А туман, ползучий осенний туман, подступает со всех сторон, крадется по виноградникам. Еще немного — и уже не видно ни Иорама, ни виноградных лоз. Все окутано серым туманом.
И… вот он здесь, Иорам, лицом к лицу с недвижной, как туман, серой, праздной жизнью! Ни одной сочувствующей души! Единственный близкий человек, родной брат — и тот чужд его образу мыслей!
Нет, только бомба! Да и того мало для этой стоячей, болотной жизни!
— О, как отвратительна нищета!.. Это болото… Эти покосившиеся хижины… Искривленные мозги!.. Откуда она взялась, такая жизнь? Кто ее выдумал? — спрашивал в сердцах Иорам, но ниоткуда не было ему ответа.
Не слышно было больше и подземного гула.
И Иори стала мелководной.
Что ему было делать?
Случалось иной раз даже так, что анархист и поп, в эту морось, когда на душе так же пасмурно, как на улице, заключали на короткий срок «перемирие» и принимались за «совместное питие». Начинали с «утренней чарки». Пили с охотой, без удержу.
Поначалу поп, из страха перед «бомбами», не решался перечить анархисту, но потом, после четвертой, примерно, чарки, смелел и рвался в спор.
Иорам выходил из себя, метал молнии, вращал белками глаз, но тут вдруг горькая мысль о бесцельности и бесплодности словесных битв с попом вспыхивала у него в мозгу, он бессильно откидывался, прислоняясь спиной к грязной стене духана, готовый схватиться за волосы и закричать:
— Помогите!
А на дворе по-прежнему моросило, моросило бесконечно, безутешно, безнадежно — мгла, тучи и туман затемнили весь белый свет.
ЦИЦИКОРЭ
Будешь старший над селеньем.
Дел вершитель многотрудных,
Первый в тяготах и бедах…
Народное
Плачут женщины в деревне:
Смерть к старейшине пришла.
Смилуйся над ним, создатель.
Не осироти села!
Народное
По деревенской нашей улице шагает степенной, бодрой поступью рослый, статный, осанистый сельский старейшина Цицикорэ — седоусый и благообразный, в длинной черкесской чохе, с неразлучной своей длинной, суковатой палкой в руках.
Эта палка была как бы предводительским жезлом Цицикорэ. Рассердившись, он грозно потрясал ею, а убеждая собеседника, с силой ударял об землю в подтверждение своей мысли.
Молча шагал Цицикорэ по улице, — и всякий, даже не зная его, понял бы при первом же взгляде, что перед ним не простой человек.
Увидев меня после долгого отсутствия, он искренне радовался; бывало, вернусь летом, на каникулы, в деревню, попадусь ему где-нибудь на глаза — и он скажет мне, ласково улыбаясь:
— От встречи с тобой прибавилось мне три года жизни и одна неделя!
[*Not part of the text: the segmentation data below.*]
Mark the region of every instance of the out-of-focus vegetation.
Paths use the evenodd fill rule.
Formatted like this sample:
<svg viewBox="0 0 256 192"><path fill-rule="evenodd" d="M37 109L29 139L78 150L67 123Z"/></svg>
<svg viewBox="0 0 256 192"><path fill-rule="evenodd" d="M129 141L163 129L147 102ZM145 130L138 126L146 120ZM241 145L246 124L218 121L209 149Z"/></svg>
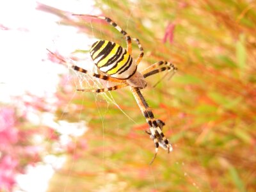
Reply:
<svg viewBox="0 0 256 192"><path fill-rule="evenodd" d="M81 139L88 148L79 158L70 157L49 191L255 191L255 1L96 2L103 15L140 40L142 68L159 60L179 68L156 87L164 74L148 78L143 90L156 118L165 122L174 149L170 154L160 150L148 165L154 143L143 132L148 125L129 88L111 94L136 123L92 93L77 93L70 103L76 86L64 86L56 115L88 122L89 131ZM50 12L64 24L125 46L123 36L104 22ZM133 48L136 56L139 50Z"/></svg>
Учись, учись, старайся, может, такие, как ты, ученые, земле нашей счастье принесут!
А однажды он хлопнул меня по плечу и проговорил торжественно:
Почему мое имя могло быть начертано на стенах древнего храма, я не понял и не осмелился спросить; но мужественный этот комплимент очень мне понравился.
…Не было детей, продолжателей рода у дяди Цицикорэ.
— Для чего мне дети? И без них есть о ком позаботиться, вся деревня у меня на плечах!
Правду говорил Цицикорэ! Сказано: мир да село, а мир-то кто — один человек! Целый день крутился он, радея о сельских делах, и даже ночью думал о том, как бы принести людям посильную пользу. Но не любил хлопотать зря, тратить труды свои понапрасну Цицикорэ, старейшина, предводитель и законодатель села! Всех он наставлял и вразумлял, и все стонали под его непрошеным игом. Да, Цицикорэ был заботник, радетель всей общины, он ревностно пекся о селе — хоть люди частенько и говаривали с улыбкой, что, собственно, никто его не поставил над селом, ни царь, ни бог, ни народ. Возможно, причина крылась в том, что прадед Цицикорэ Иотам был во времена царя Ираклия сельским старостой и Цицикорэ чувствовал себя главою села как бы по наследству.
Так или иначе, а Цицикорэ от своего не отступался.
Обвиняли его люди в гордости и высокомерии, говорили, что очень уж он заносится, много о себе воображает. Конечно, суровый Цицикорэ поблажек не давал никому; но была в нем настоящая человечность и отзывчивость, и судил он справедливо. Для друга и доброхота Цицикорэ был, что называется, душа человек.